How does the MDES raise the national question and the unity of the Guyanese people? We are a party that has forged links with indigenous movements and their demands, we were present at the funeral of Alexis Tchuka, an Amerindian leader who worked hard to bring us closer, to explain and better understand Amerindian demands. The indigenous demand is legitimate for us, we raise it. In Guyana, there are three basic communities: the indigenous, the Bushinengue and the Creoles. These communities have been joined by Europeans, Brazilians, Asians, and we welcome all people who decide to make their future in Guyana: we consider the country large enough to accommodate everyone, in a common destiny. Attempts have been made to divide and separate the indigenous from the other communities: with departmentalization, attempts have been made to put forward a political Creole elite, which did not favor the indigenous. For example, the authorities' discourse with the Hmong [1], who had fled communism, was to present the people of the MDES as communists and therefore their enemies, but they come back to this discourse. The instrumentalization is permanent.

How can we help you from mainland France? We read the press of French organizations, we come from the workers' movement and we keep in touch, so there is proximity with the political subjects developed by Alternative libertaire . The development of supremacism in the colonies is worrying, in Martinique for example, with conflicts over land with whites who privatize beaches for locals. The rise of racist speech in Guyana too and that can lead to explosions. We must relay what is happening.

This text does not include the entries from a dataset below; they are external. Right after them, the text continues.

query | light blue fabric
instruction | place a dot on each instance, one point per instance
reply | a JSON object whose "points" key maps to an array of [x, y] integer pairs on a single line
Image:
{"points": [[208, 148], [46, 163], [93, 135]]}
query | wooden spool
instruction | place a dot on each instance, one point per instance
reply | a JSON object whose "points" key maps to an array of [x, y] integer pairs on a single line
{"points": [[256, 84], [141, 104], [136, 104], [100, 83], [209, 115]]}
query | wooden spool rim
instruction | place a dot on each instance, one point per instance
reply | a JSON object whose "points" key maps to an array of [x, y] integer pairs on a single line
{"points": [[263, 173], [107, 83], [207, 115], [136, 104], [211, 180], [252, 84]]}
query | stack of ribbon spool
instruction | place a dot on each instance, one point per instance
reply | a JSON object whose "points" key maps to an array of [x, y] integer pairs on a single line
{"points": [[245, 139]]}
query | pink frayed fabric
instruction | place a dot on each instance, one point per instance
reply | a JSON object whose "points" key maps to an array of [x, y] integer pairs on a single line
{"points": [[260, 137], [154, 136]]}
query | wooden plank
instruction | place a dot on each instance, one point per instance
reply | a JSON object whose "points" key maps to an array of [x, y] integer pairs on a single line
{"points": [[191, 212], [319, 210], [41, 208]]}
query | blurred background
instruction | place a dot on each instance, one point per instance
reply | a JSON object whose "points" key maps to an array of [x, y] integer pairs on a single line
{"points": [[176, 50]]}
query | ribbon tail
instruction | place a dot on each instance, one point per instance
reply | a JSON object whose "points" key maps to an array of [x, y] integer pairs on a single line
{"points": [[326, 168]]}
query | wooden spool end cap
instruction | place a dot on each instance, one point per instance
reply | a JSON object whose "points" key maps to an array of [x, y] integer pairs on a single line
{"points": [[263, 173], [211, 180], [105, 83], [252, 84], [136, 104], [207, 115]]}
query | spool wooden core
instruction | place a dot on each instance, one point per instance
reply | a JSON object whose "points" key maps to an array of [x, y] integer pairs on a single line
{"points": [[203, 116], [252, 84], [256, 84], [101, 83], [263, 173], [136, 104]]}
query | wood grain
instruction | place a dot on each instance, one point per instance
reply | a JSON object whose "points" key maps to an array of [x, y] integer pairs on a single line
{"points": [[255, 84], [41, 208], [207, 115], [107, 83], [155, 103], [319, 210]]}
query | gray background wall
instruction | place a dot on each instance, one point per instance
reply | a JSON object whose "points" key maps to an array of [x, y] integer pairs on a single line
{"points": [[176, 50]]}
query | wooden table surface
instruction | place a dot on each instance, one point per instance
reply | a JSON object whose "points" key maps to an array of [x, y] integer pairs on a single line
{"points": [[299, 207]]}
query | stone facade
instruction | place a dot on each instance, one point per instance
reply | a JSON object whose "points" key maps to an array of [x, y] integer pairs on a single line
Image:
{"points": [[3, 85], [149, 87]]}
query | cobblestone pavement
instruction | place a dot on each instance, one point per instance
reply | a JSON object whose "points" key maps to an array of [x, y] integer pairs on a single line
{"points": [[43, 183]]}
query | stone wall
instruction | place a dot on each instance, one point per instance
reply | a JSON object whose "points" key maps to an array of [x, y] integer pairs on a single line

For example, there are many cases of police violence in Guyana. A white police officer told protesters: "we were in the same boat but not on the same floor" referring to trafficking. The people filed a complaint for condoning crimes against humanity, we supported them, and put the subject on social networks. They were told that an investigation was being conducted but no news since, we are waiting. The officer was also known to be used to violence in working-class neighborhoods.

We must break away from the cliché "the Antilles are coconut trees, the blue sea, Guyana is the green sea and the forest, exotic animals". A territory with so many resources but so much poverty is an anomaly. Covid has highlighted a certain number of realities that many were unaware of. Like that of women's rights which is understood in these local specificities: we have a variety of cultures, the place of women in indigenous society is not the same as among the Bushinengue, which is not the same as among the Creoles and the Hmong, I would say that it is a subject not yet sufficiently explored, but women are also in combat.

Interview by Nicolas Pasadena (UCL Montreuil)

Read the related article: Anticolonialism: Guyana under tension

To validate

[1] Laotian refugee community that fled Vietnam between 1974 and 1977 and that the French authorities settled in Guyana.